Whoa, too bad that that Yonge&College Street Building wasn't built, it would look great I think.


----------



## Travis007 (Jul 19, 2004)

^^I think as a Torontonian, I have mixed feelings about Eaton's College Street. Sure, the tower would of looked great but I feel it would be too overwhelming since it takes over an entire city block. Today the 7s Carlu building shares the block with a huge parking lot (for future development), a 30s or so office building and 2 U/C 52 and 45s condo towers.

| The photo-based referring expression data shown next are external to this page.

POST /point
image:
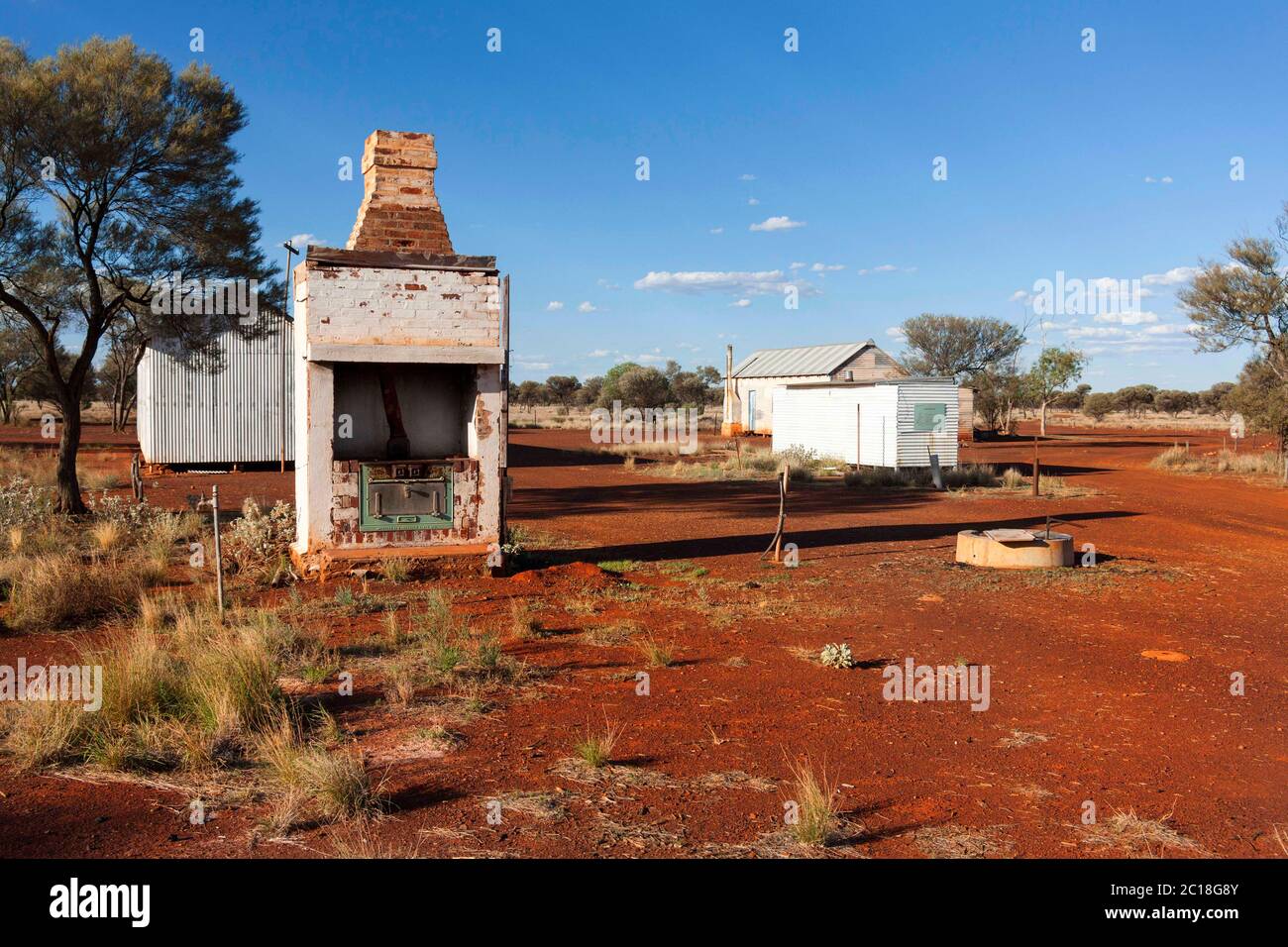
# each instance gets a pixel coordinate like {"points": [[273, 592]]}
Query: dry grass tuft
{"points": [[1180, 460], [656, 654], [596, 748], [956, 841], [1141, 836], [814, 796], [60, 590]]}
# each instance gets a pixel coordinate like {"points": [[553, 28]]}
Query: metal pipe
{"points": [[286, 307]]}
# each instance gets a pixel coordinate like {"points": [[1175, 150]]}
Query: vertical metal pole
{"points": [[219, 560], [1037, 470], [286, 307], [505, 406]]}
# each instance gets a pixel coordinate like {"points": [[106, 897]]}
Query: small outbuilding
{"points": [[231, 405], [898, 421], [750, 386]]}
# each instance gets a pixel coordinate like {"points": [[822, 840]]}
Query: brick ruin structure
{"points": [[400, 379]]}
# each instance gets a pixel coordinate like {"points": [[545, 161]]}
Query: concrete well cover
{"points": [[1010, 535]]}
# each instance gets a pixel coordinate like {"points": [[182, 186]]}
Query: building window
{"points": [[930, 418]]}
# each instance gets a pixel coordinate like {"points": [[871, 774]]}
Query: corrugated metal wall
{"points": [[231, 416], [915, 446]]}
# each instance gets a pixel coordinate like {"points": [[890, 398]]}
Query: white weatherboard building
{"points": [[232, 406], [897, 421], [748, 403]]}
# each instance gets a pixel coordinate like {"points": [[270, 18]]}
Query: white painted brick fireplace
{"points": [[400, 379]]}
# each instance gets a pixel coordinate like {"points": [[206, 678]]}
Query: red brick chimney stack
{"points": [[399, 210]]}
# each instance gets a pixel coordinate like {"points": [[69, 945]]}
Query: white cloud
{"points": [[1096, 333], [707, 281], [1126, 318], [777, 223], [1172, 277]]}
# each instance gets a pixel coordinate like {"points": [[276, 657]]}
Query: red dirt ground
{"points": [[1078, 711]]}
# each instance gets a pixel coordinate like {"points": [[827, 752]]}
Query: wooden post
{"points": [[782, 509], [219, 561], [776, 545], [1037, 470]]}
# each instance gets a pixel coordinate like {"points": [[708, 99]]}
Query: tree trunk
{"points": [[68, 487]]}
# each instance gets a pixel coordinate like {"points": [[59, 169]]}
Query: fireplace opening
{"points": [[434, 406]]}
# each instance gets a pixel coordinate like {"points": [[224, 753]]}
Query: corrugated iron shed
{"points": [[189, 414]]}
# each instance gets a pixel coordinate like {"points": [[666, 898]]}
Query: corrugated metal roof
{"points": [[803, 360], [900, 380]]}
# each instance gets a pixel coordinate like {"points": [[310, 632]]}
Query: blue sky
{"points": [[1108, 163]]}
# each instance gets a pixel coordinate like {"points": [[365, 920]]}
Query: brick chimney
{"points": [[399, 210]]}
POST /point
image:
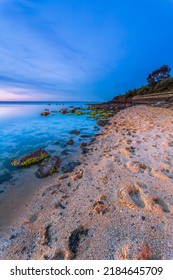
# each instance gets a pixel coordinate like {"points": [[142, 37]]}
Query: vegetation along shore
{"points": [[116, 200]]}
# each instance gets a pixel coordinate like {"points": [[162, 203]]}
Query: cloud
{"points": [[36, 53]]}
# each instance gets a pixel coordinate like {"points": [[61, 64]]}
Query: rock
{"points": [[48, 167], [96, 128], [45, 114], [5, 177], [31, 158], [102, 122], [66, 152], [75, 131], [84, 150], [63, 111], [56, 143], [70, 166], [75, 238], [85, 136], [70, 142], [79, 113], [83, 144], [77, 175]]}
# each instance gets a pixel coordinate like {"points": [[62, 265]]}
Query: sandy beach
{"points": [[118, 204]]}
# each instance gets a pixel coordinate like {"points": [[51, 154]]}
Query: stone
{"points": [[48, 167], [5, 177], [83, 144], [75, 131], [31, 158], [63, 111], [70, 142], [45, 114], [70, 166]]}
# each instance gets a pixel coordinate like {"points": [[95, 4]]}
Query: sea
{"points": [[23, 130]]}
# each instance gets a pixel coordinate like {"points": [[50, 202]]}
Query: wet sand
{"points": [[118, 204]]}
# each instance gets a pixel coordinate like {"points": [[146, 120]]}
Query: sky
{"points": [[88, 50]]}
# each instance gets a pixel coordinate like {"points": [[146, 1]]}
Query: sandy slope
{"points": [[117, 205]]}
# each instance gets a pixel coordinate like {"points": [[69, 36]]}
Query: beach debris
{"points": [[78, 175], [70, 166], [59, 255], [101, 206], [75, 238], [45, 113], [48, 167], [75, 131], [63, 111], [70, 141], [102, 122], [31, 158], [83, 144], [5, 177], [48, 235]]}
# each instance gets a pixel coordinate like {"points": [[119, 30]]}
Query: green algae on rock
{"points": [[48, 167], [31, 158]]}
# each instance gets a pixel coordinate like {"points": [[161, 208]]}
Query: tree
{"points": [[159, 75]]}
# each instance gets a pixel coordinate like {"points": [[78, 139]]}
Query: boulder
{"points": [[103, 122], [45, 113], [31, 158], [70, 142], [75, 131], [70, 166], [48, 167], [83, 144], [63, 111]]}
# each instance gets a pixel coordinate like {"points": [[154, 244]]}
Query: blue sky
{"points": [[81, 50]]}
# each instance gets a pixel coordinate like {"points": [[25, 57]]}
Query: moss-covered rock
{"points": [[48, 167], [30, 159], [75, 131], [70, 142]]}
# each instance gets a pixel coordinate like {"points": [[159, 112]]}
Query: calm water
{"points": [[23, 129]]}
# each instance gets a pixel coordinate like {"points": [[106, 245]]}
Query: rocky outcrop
{"points": [[48, 167], [70, 166], [75, 131], [31, 158], [45, 113], [70, 142]]}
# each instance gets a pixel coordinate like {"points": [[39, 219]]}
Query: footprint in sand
{"points": [[60, 255], [132, 197], [138, 167], [159, 201], [164, 174]]}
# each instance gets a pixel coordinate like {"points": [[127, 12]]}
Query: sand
{"points": [[118, 204]]}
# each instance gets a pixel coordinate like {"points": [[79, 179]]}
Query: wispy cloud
{"points": [[78, 49]]}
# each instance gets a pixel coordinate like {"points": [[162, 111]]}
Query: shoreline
{"points": [[116, 205]]}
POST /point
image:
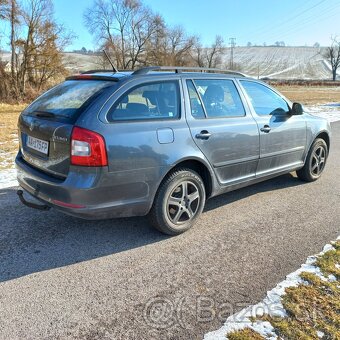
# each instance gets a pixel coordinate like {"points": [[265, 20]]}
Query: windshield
{"points": [[67, 99]]}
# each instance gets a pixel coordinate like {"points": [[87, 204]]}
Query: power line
{"points": [[312, 19], [289, 19], [232, 43]]}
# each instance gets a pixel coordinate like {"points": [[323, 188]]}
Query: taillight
{"points": [[87, 148]]}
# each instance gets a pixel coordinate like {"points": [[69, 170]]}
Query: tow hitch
{"points": [[20, 193]]}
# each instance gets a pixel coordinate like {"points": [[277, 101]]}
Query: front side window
{"points": [[264, 100], [219, 96], [159, 100]]}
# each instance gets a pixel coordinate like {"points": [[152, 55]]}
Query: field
{"points": [[9, 115], [311, 95]]}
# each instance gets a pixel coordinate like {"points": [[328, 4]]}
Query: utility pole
{"points": [[232, 43]]}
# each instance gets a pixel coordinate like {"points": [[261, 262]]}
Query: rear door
{"points": [[45, 127], [282, 135], [222, 128]]}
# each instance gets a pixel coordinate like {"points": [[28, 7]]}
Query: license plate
{"points": [[37, 144]]}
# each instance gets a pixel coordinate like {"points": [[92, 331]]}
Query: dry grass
{"points": [[245, 334], [8, 134], [309, 95], [312, 306]]}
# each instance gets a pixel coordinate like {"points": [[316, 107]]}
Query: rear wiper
{"points": [[44, 114]]}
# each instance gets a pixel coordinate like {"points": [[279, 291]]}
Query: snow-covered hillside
{"points": [[281, 62], [263, 62]]}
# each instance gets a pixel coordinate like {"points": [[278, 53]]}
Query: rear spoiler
{"points": [[91, 77]]}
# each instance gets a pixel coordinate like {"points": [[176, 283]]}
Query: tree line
{"points": [[131, 33], [36, 41]]}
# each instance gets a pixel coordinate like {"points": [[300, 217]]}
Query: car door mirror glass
{"points": [[297, 109]]}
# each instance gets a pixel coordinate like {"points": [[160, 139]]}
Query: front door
{"points": [[282, 135], [222, 128]]}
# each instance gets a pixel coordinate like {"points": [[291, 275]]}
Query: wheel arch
{"points": [[325, 136]]}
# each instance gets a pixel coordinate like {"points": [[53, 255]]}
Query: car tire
{"points": [[179, 202], [315, 161]]}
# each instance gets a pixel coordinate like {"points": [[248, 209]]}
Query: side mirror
{"points": [[297, 109]]}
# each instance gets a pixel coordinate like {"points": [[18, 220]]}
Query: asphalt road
{"points": [[63, 278]]}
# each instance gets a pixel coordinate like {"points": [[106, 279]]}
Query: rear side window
{"points": [[219, 96], [158, 100], [264, 100], [67, 99]]}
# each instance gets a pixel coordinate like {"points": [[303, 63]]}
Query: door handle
{"points": [[265, 129], [204, 134]]}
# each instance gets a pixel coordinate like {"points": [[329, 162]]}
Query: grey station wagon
{"points": [[160, 141]]}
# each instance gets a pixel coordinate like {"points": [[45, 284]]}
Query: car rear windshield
{"points": [[67, 99]]}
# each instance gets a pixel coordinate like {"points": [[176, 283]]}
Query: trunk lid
{"points": [[53, 157], [45, 127]]}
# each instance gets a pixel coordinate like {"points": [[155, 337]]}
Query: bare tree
{"points": [[212, 56], [179, 47], [332, 55], [123, 27]]}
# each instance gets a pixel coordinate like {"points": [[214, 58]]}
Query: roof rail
{"points": [[179, 69]]}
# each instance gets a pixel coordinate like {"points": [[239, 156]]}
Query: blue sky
{"points": [[297, 22]]}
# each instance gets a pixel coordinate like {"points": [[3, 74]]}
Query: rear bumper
{"points": [[97, 193]]}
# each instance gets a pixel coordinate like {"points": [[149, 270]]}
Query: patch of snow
{"points": [[270, 305], [320, 334], [8, 178]]}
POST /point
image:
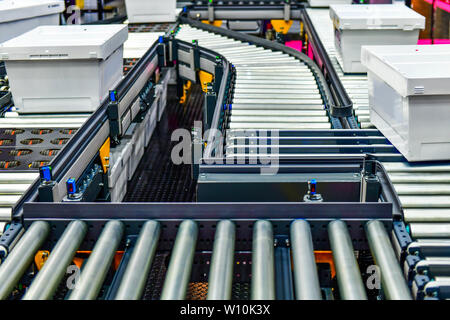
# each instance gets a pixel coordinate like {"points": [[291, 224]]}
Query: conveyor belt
{"points": [[272, 90], [157, 178], [423, 188], [355, 84], [222, 268]]}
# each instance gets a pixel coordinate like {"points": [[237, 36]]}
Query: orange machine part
{"points": [[41, 257], [326, 257]]}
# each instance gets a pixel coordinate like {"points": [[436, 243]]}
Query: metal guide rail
{"points": [[27, 142], [303, 253], [355, 84], [422, 189], [272, 90]]}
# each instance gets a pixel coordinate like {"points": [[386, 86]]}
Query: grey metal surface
{"points": [[392, 281], [221, 273], [348, 275], [96, 268], [15, 265], [263, 267], [429, 230], [48, 278], [135, 276], [306, 280], [180, 266]]}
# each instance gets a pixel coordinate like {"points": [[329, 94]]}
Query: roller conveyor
{"points": [[212, 266], [423, 189], [259, 77], [355, 84]]}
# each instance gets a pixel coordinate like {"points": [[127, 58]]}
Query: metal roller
{"points": [[180, 266], [306, 280], [261, 107], [133, 282], [263, 263], [392, 280], [349, 278], [269, 126], [419, 177], [49, 277], [97, 266], [426, 215], [21, 256], [422, 189], [221, 273]]}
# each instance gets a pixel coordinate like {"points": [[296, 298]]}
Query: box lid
{"points": [[65, 42], [376, 16], [411, 70], [11, 10]]}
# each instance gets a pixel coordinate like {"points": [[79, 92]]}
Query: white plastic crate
{"points": [[375, 24], [57, 69], [409, 96], [326, 3], [140, 11], [139, 43], [20, 16]]}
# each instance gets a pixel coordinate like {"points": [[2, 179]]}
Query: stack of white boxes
{"points": [[125, 158], [64, 69], [409, 92], [150, 11], [326, 3], [375, 24]]}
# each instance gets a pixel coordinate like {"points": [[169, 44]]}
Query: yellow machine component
{"points": [[215, 23], [186, 89], [205, 78], [40, 258], [104, 154], [281, 26], [326, 257], [78, 261]]}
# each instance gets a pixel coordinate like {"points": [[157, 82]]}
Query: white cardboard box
{"points": [[20, 16], [147, 11], [375, 24], [409, 97], [326, 3], [139, 43], [57, 69]]}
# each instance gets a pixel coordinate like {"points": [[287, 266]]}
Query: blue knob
{"points": [[46, 173], [71, 186]]}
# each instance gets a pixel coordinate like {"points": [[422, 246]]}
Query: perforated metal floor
{"points": [[157, 179]]}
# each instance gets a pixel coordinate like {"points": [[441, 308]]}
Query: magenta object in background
{"points": [[294, 44], [436, 41]]}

This is off-topic. But during the 70's there was a 140s, 600 m+ tower proposed for the site of eaton's college street. It would have been 2200+ ft. tall and the WTB. The design is a bit bland and the communication mass on top is hideous but it would have been huge. 


Le Tour Jean Maryon:


----------



## samsonyuen (Sep 23, 2003)

I like the College Park building now as it is, than the vision. Maybe I'm just used to it. The Maryon Building is just ugly. I'd never heard of the Toronto Union Terminal and Commerical Building. Was that to be part of Union station (or the other way around)?

here's a pic of College Park today:


----------



## I-275westcoastfl (Feb 15, 2005)

Mike said:


> We have plenty of WW2 photos of other cities to show how that looks like, Basically a pile of rubble.


No he was going to rebuild paris thats what i meant wonder what it wouldve turned out to be today if that had happened.


----------



## MASK (Aug 3, 2005)

For the 1876 centennial exhibition Philadelphia was going to build a new 1000 foot tower but sadly they ran out of money.

http://eee.uci.edu/clients/bjbecker/SpinningWeb/week9b.html


----------



## Peter The Great (Sep 28, 2002)

Travis007 said:


>


Look at the way the guy caresses the model...creepy :crazy: 

By the way...hope to see more projects...this is an interesting topic.


----------



## SDfan (Apr 7, 2005)

Very interesting topic. I wonder what would have happend if Hitler had one the war (to dreadful to go further) and built his Beriln-opolis. I rmemeber a student at my school built a layout of the city with small models and other things you might find in a redevlopment center. It was very interesting, he got an A.


----------